Гарри задавал вопросы, на которые никто не мог или не хотел ответить, – над ним просто смеялись. Но уже тогда проявилась важнейшая черта его характера – пренебрежение к насмешкам и способность идти к цели даже в одиночку, какой бы далекой и труднодостижимой эта цель ни была.
Чтобы самому найти ответы на возникшие вопросы, нужно было много знать. И Лайт ушел в науку. Его отец был умным и незлым человеком. Крупный бизнесмен считал, что его единственный сын может себе позволить искать даже то, чего нет и не может быть.
Профессора разных специальностей видели в Лайте своего самого одаренного ученика и преемника. Они увлекали его за собой. Но у каждого из них он брал все, что мог получить, и уходил к следующему. Он последовательно и упрямо создавал свою, никак еще не названную и никем не признаваемую науку.
Еще в студенческие годы, выступая на бесчисленных дискуссиях, Гарри привлек сердца и умы многих молодых ученых дерзостью своих идей, презрением к авторитетам, непримиримым отношением к устоявшимся догмам и страстной убежденностью в правоте того дела, которому он собирался служить. Но к тому времени, когда Лайт получил возможность приступить к самостоятельной работе, большинство его поклонников отсеялось. К ним пришло здравомыслие, а ушло от них желание пуститься в плавание по неведомому морю к неведомым землям. Лайт не обещал ни карьеры, ни славы, ни богатства. Капитал, унаследованный от отца, позволил ему построить такую лабораторию, о которой он мечтал, и платить скромную стипендию своим сотрудникам. С ним остались двое – Дэвид Торн и Роберт Милз. Всех других помощников, на которых он рассчитывал, пришлось заменить серийными ДМ.
Приобретенный Лайтом участок шельфа у Западного побережья позволил ему разместить под водой и лабораторные отсеки, и полностью автоматизированные цехи, и жилые помещения. Подобных обителей науки на дне океана было построено множество, и среди них надолго затерялась безвестная лаборатория доктора Лайта.

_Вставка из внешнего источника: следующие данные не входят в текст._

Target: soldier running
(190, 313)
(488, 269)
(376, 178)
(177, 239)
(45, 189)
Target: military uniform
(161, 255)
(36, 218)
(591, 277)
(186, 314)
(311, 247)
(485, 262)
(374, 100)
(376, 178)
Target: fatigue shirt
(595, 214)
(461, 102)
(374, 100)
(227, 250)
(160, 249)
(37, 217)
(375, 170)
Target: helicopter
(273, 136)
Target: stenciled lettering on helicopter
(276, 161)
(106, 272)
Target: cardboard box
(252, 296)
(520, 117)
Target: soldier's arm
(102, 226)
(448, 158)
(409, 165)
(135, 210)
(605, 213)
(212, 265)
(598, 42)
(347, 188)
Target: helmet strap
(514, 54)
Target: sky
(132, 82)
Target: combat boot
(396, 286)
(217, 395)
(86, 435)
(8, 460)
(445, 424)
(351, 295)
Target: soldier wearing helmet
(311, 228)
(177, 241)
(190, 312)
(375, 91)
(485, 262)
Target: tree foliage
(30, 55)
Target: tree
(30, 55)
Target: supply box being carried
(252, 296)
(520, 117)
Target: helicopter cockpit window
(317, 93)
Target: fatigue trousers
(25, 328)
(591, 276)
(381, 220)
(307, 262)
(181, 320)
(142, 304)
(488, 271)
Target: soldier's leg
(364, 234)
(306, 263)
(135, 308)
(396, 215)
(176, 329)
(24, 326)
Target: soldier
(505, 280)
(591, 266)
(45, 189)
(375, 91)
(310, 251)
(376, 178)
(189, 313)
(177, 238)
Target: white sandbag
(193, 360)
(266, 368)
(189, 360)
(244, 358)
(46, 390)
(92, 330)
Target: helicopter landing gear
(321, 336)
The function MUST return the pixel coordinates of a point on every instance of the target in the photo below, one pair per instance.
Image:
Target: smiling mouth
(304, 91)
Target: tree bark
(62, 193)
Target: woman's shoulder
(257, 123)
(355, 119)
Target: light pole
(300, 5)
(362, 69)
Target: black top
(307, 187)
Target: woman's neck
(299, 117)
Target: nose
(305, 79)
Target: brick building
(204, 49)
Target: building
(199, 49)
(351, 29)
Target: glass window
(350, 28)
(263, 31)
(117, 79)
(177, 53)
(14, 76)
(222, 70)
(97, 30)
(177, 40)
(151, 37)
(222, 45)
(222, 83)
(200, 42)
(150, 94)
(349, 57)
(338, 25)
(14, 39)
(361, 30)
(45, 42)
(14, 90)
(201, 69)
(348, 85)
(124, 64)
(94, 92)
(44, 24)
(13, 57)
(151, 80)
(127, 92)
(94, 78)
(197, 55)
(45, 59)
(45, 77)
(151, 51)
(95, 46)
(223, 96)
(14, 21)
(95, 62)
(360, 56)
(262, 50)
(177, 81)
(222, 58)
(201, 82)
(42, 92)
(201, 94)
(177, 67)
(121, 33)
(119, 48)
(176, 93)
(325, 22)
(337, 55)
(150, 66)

Дэвид Торн, так же как и Роберт Милз, стал верным приверженцем Лайта после первых же встреч. В идеях Лайта он усмотрел бескрайние возможности для открытий и изобретений, которыми можно завоевать признание и признательность человечества. Торн считал, что сдержанность его шефа, безразличие ко всему, что не имело отношения к поставленной цели, его категорический запрет любым способом рекламировать достигнутые частные успехи – преходящие причуды гения, которые со временем сменятся естественным желанием познать сладость славы и богатства.
Чуть ли не со школьных лет Торн привык фиксировать все, что говорили вокруг него люди, вне зависимости от того, предназначались эти разговоры для его ушей или нет. Он не расставался с магнитофонной запонкой и собрал уникальную коллекцию образцов болтовни на любые темы. Прослушивая потом эти записи, он утверждался в своем убеждении, что глупости человеческого рода нет предела, и ехидно посмеивался, взвешивая интеллектуальный потенциал прославленных дельцов от науки, политики, искусства. Но были среди этих записей редкие находки – мысли неожиданные, ни с чем не схожие, из которых Торн впоследствии извлек немалую выгоду. Он обладал удивительной способностью – из семян, случайно оброненных чужим умом, выращивать полновесные плоды.
Записи Лайта хранились у него отдельно. Речи юного Гарри теперь звучали излишне запальчиво, наивно, многое нельзя было слушать без улыбки. Однажды, когда они втроем отдыхали после очередной стычки противоположных мнений, Торн включил пленку десятилетней давности.
«– Природа бездарно повторяется, – гремел голос Гарри. – Снова землетрясение и тысячи погибших ни в чем не повинных людей. Еще один тайфун. Новые вирусы и глобальная пандемия. Опять проснулся вулкан, или смыло прибрежные города очередное цунами. Все это было уже миллионы лет назад и будет продолжаться до бесконечности, если мы не обуздаем старую дуру.
Природа медлительна, как слепец, шагающий по незнакомой дороге. Да и торопиться ей некуда. И никакого чуда в том, что на Земле появилась жизнь, нет. Любой кретин, имея в запасе вечность, мог бы, взбалтывая, перемешивая, бросая то в жар, то в холод подручные химические элементы, создать ту комбинацию молекул, которая стала основой живого…
Но только после этого „чуда“ и началось самое чудовищное. Началась эволюция жизни. Заработал самый жестокий механизм истребления – естественный отбор.
– Но его уж ты не можешь назвать бессмысленным, – прозвучал голос Торна.
– Механизм пожирания слабых сильными, механизм, за рычагами которого бессменно стоит смерть, даже бессмысленным назвать нельзя. Создавать миллиарды живых существ, чтобы их уничтожить.
– И чтобы появились другие, более совершенные.